Martin Scorsese takes a break from making movies about gangsters to channel his inner-child in Hugo, a fantasy about an orphan boy (Asa Butterfield) living a secret life in the walls of a Paris train station, where he keeps the station's clocks running.
He's frequently chased by the leg-brace-wearing station guard (Sacha Baron Cohen) and his Doberman attack dog.
Hugo is trying solve a mystery that links a broken robot made by his father to an ill-tempered toy shop owner (Ben Kingsley). The answer has something to do with pioneering filmmaker Georges Méliès. Chloe Moretz (Kick-Ass) also stars along with Ray Winstone, Jude Law, Christopher Lee, Michael Stuhlbarg, Emily Mortimer and Richard Griffiths.
The story is based on a New York Times best-seller, The Invention of Hugo Cabret by Brian Selznick.
Hugo won best sound at the recent BAFTA awards in the U.K., where Scorsese was honored with the BAFTA Fellowship for lifetime achievement. Nominated for 11 Academy Awards, including Best Picture and Best Director, critical reception is mostly positive.
It's screening in 3D only, as Mr. Scorsese insists, at Paragon and CentralWorld. Rated G.
The Descendants – George Clooney is an Oscar nominee and winner of the Golden Globe for his role as the dysfunctional "back-up dad" of a wealthy Hawaiian family. He's thrust into the uncomfortable position of being the sole parent after his wife has a Jet Ski accident and falls into a coma. Then, troubling secrets of her life are exposed and threaten to further unravel the family. It's nominated for five Oscars in all, including best director for Alexander Payne (Sideways, About Schmidt). Critical reception is overwhelmingly positive. At Apex Siam Square and SF Cinemas. Rated 13+.

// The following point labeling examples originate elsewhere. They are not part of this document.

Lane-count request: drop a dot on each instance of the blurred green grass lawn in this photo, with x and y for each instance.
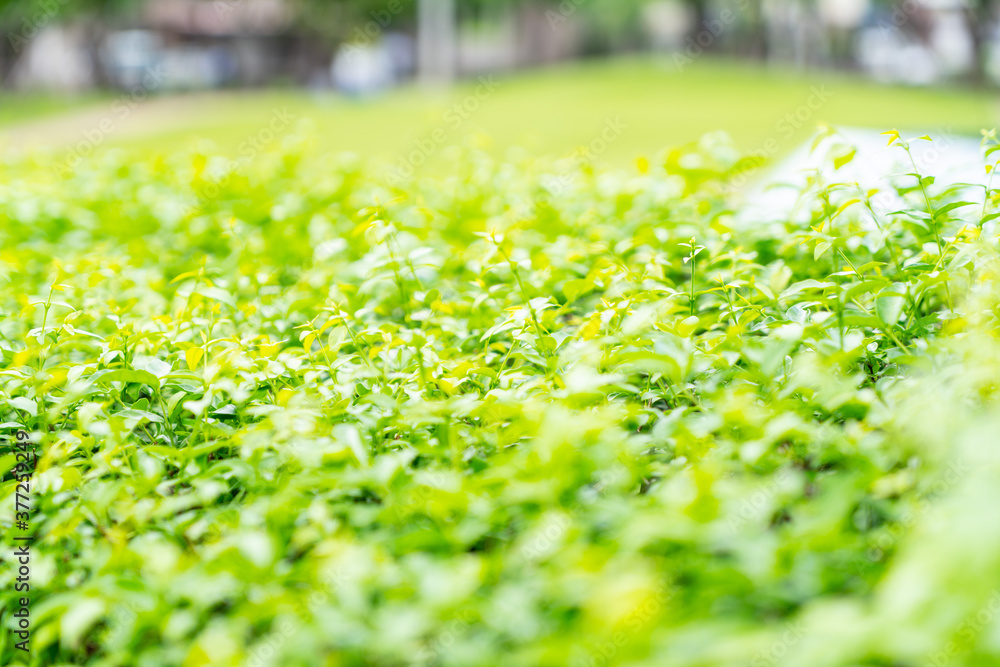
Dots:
(553, 111)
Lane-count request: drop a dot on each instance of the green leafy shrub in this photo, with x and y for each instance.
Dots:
(297, 413)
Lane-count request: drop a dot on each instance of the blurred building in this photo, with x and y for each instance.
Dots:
(200, 44)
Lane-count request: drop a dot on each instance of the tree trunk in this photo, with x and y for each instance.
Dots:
(436, 41)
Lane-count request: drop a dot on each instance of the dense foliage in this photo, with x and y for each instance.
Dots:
(301, 412)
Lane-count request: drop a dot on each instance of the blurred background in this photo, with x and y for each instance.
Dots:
(404, 79)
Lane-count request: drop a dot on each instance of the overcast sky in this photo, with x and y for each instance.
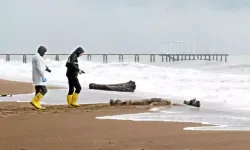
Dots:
(124, 25)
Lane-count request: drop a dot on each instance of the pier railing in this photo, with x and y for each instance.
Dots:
(164, 57)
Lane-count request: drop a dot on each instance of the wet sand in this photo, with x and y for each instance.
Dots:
(62, 128)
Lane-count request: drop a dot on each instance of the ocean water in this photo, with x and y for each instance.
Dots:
(222, 87)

Ghost Rider: Spirit of Vengeance – Wacky Nicolas Cage returns as the skull-headed stunt motorcyclist who made a bad deal with the devil. He's hiding out Eastern Europe where faces a new enemy, Blackout (Johnny Whitworth) and finds new allies in a group of rebel biker monks, led by Idris Elba (The Wire, Luther). Meanwhile, the Devil (Ciarán Hinds) is trying to take human form. Violante Placido also stars. It's directed by the daredevil rollerblading duo of Mark Neveldine and Brian Taylor who previously did the Crank movies and Gamer, so get ready for stylistic overload. This is just being released this week in the U.S., so not many critics have weighed in yet. In 3D, including IMAX Digital. Rated G.

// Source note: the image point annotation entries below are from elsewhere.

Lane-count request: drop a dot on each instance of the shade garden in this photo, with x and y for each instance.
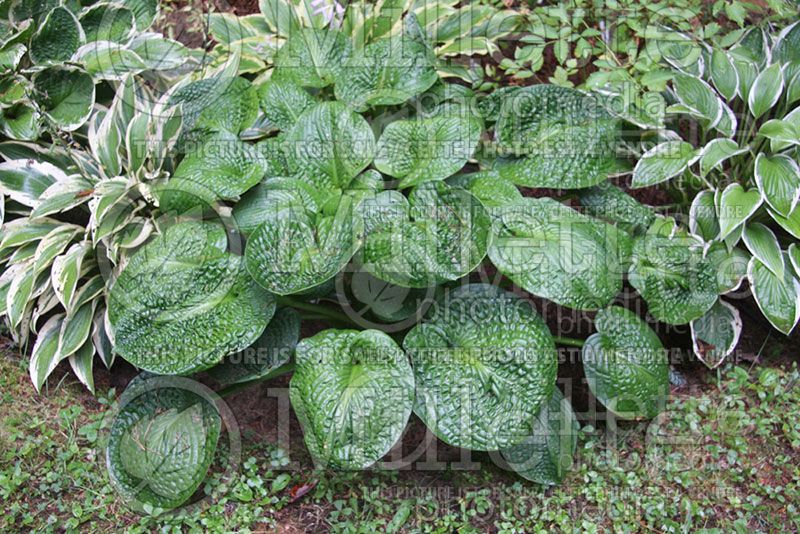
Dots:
(365, 172)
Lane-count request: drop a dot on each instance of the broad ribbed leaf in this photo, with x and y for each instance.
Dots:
(183, 302)
(162, 442)
(426, 149)
(546, 455)
(438, 234)
(626, 365)
(295, 249)
(270, 351)
(557, 253)
(674, 278)
(778, 298)
(564, 138)
(716, 334)
(485, 363)
(353, 393)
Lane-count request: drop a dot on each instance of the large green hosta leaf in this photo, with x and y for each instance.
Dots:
(546, 455)
(438, 234)
(183, 302)
(388, 71)
(329, 145)
(564, 138)
(222, 168)
(352, 392)
(626, 365)
(426, 149)
(296, 249)
(676, 280)
(484, 363)
(557, 253)
(161, 444)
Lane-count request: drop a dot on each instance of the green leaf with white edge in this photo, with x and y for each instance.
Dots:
(387, 72)
(295, 249)
(283, 102)
(426, 149)
(626, 365)
(222, 168)
(25, 180)
(546, 455)
(557, 253)
(183, 302)
(673, 276)
(329, 145)
(271, 350)
(778, 298)
(778, 179)
(45, 356)
(716, 334)
(438, 234)
(735, 206)
(763, 244)
(565, 138)
(766, 90)
(662, 162)
(353, 394)
(703, 220)
(312, 58)
(724, 74)
(162, 442)
(57, 38)
(611, 204)
(484, 363)
(66, 95)
(717, 151)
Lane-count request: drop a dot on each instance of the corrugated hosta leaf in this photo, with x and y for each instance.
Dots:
(270, 351)
(387, 72)
(484, 363)
(546, 455)
(678, 283)
(329, 145)
(311, 57)
(566, 139)
(626, 365)
(438, 234)
(716, 334)
(295, 249)
(161, 444)
(183, 302)
(557, 253)
(777, 297)
(353, 393)
(58, 37)
(426, 149)
(66, 96)
(222, 168)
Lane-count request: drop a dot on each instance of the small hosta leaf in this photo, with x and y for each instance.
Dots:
(353, 394)
(484, 363)
(626, 365)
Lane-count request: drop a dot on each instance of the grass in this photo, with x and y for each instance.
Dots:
(724, 457)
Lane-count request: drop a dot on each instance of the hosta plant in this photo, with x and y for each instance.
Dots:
(743, 165)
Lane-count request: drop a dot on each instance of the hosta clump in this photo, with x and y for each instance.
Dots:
(744, 216)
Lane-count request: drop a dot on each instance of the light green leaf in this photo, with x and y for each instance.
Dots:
(626, 365)
(484, 364)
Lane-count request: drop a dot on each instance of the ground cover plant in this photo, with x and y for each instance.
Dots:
(196, 220)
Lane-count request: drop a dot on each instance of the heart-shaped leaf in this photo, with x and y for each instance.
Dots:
(484, 363)
(183, 302)
(626, 365)
(557, 253)
(353, 393)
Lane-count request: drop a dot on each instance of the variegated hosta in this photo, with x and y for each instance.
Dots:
(745, 101)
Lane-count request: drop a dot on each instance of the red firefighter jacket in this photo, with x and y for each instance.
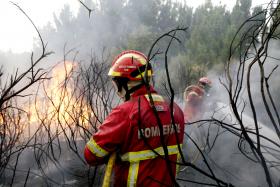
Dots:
(132, 131)
(193, 102)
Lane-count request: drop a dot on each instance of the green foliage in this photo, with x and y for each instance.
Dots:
(133, 24)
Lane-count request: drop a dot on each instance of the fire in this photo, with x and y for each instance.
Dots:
(58, 104)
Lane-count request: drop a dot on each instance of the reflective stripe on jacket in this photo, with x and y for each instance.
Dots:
(132, 130)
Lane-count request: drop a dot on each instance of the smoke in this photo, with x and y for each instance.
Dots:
(221, 147)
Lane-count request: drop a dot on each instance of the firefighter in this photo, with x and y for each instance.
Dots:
(133, 132)
(194, 96)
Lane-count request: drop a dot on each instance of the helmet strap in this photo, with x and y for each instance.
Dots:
(131, 90)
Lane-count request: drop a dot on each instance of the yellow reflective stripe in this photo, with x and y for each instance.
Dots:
(156, 97)
(132, 174)
(177, 164)
(96, 149)
(148, 154)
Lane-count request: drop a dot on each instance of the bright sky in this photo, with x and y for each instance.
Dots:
(16, 32)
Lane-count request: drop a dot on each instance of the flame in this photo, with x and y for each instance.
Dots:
(59, 105)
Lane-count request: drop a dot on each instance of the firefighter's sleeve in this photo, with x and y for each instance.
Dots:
(108, 138)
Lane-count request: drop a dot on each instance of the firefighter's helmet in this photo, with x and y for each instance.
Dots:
(130, 64)
(129, 70)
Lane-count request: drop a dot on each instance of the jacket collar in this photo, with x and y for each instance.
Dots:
(142, 91)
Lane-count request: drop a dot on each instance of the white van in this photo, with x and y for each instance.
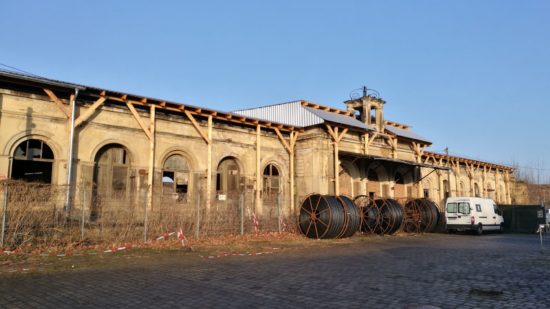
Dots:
(474, 214)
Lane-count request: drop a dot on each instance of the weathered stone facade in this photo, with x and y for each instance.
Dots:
(123, 143)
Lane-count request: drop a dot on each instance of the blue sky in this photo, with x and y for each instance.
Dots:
(473, 76)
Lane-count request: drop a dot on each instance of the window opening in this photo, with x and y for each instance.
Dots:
(175, 177)
(33, 162)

Wish Us Luck (ขอให้เราโชคดี) Indie filmmaking twin sisters Wanweaw and Weawwan Hongvivatana make their feature debut with the documentary Wish Us Luck, chronicling their one-month journey by train from London back home to Bangkok. Travelling on the Trans-Siberian Railroad, their trip took them through France, Germany, Russia, Mongolia, china, Vietnam and Laos. it's their Master's project for the University for the Creative Arts in the U.K. It's screening at 4pm on Sunday, February 19 in the Eat@Double U Restaurant at SF World Cinema at CentralWorld as part of the Third Class Citizen screening series. Admission is free.
German Film Week – Seven movies in seven days will be shown at 7 nightly from Monday, February 20, at Paragon Cineplex in the Goethe-Institut Thailand's German Film Week. Among the critically acclaimed highlights is A Year Ago In Winter on February 23 and When We Leave on February 26. Others are Almanya (Welcome to Germany) on February 20, Krabat on February 21, Poll on February 22, I’ve Never Been Happier on February 24 and Lila Lila on February 25. All are free and in German with English subtitles. And don't forget, the German Open Air Cinema season is still on at 7.30pm on Tuesdays at the Goethe-Institut, with Poll this Tuesday night and the series closer The Stranger on February 28.